Veteran documentarian Frederick Wiseman focused on the Wells Homes in 1997 with his film "Public Housing," which many consider to be his masterpiece. Over its 200-minute running length, Wiseman used a "fly-on-the-wall" approach to examine the chasm between reality and wishfulness over the course of a single day in the projects.

The result was a film of remarkable empathy that transmitted despair. The projects had become what they were designed to cure--a slum to be escaped.

In 2002, they started knocking down the Ida B. Wells Homes. Which was OK with Duster.

"And I'm like, 'Oh, my God, this is not who she was.' And so when they started to be torn down, I felt very strongly that the city should replace, well, honor her in a different way," she says. "Because she was not a building. She was not a series of buildings; she was a woman."

There have been several books on Ida B. Wells, but maybe the best--and, for modern readers, certainly the most accessible--place to start to know her is Duster's "Ida B. the Queen: The Extraordinary Life and Legacy of Ida B. Wells," published in January. In the book, Duster talks about growing up in a family that valued achievement and was proud of her great-grandmother's work, but not excessively so.

"She wasn't presented as this icon who stood above everybody else," she says. "Because we were always taught that everybody is important. Everybody's contribution to our society is important ... it was presented to me like that was her job, that was her profession."

Duster says she never felt any pressure--internal or external--to follow in anyone's footsteps.

"I knew that if I decided to be a journalist, [the comparisons to Wells] would be never-ending," she says. "It would be, 'Oh, you want to be like your great-grandmother.' And I felt like I would never be able to live up to her accomplishments .... I was still interested in media and stories, but I'm like, I'm not gonna do journalism. I'll do broadcast. I was a DJ on the radio for a few years.

"And then when I graduated from college ... my first job was as a copywriter at an advertiser. What I was interested in doing was creating positive images about Black people ... because what I'd seen on television didn't reflect my reality."
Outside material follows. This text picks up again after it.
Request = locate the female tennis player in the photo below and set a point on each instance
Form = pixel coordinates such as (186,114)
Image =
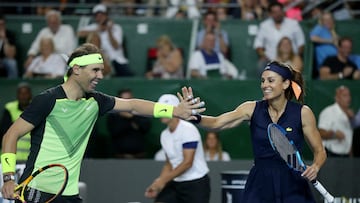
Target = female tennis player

She went to film school because she wanted to learn how to produce images. She worked with legendary filmmaker William Greaves on his 1989 documentary "Ida B. Wells: A Passion for Justice."

While working on that film, she went to Memphis.

"As a third-generation Chicagoan, I never saw a Confederate flag until I went down," she says. "Just seeing that symbol kind of freaked me out. When I went to Mississippi for the first time, when we crossed the state line and saw 'Welcome to the Magnolia state,' I literally had to make sure I didn't hyperventilate. I was like, 'Oh my God, we're going into this place where so much violence has happened.' You have these pickups with the Confederate flag, and I was freaking out."

It was about that time they started tearing the Ida B. Wells Homes down. Wells' name had "started to be associated with with almost the opposite of what she did."

So the great-granddaughter went to work.

"It's not a given somebody will be remembered and celebrated," she says. "It takes a lot of work to make sure a person and their work is remembered ..."

For the past 13 years, Duster has been working with a committee to erect a monument to Wells on or near the site of the old homes.

"There's going to be a dedication ceremony at the end of June," she says. "I've never worked on a project as long before in my life. It's crazy. A human being could have been born when we started this project. The kid would be entering high school now ... I'm sure every project is unique, but this particular project had a lot more layers of complexity when it came to social issues and social justice dynamics."

She thinks she might write about that experience someday too. Maybe it will make a good comic novel. Maybe something more straightforward.

Anything to collect and contain that fragile memory--to arrest the evaporating past.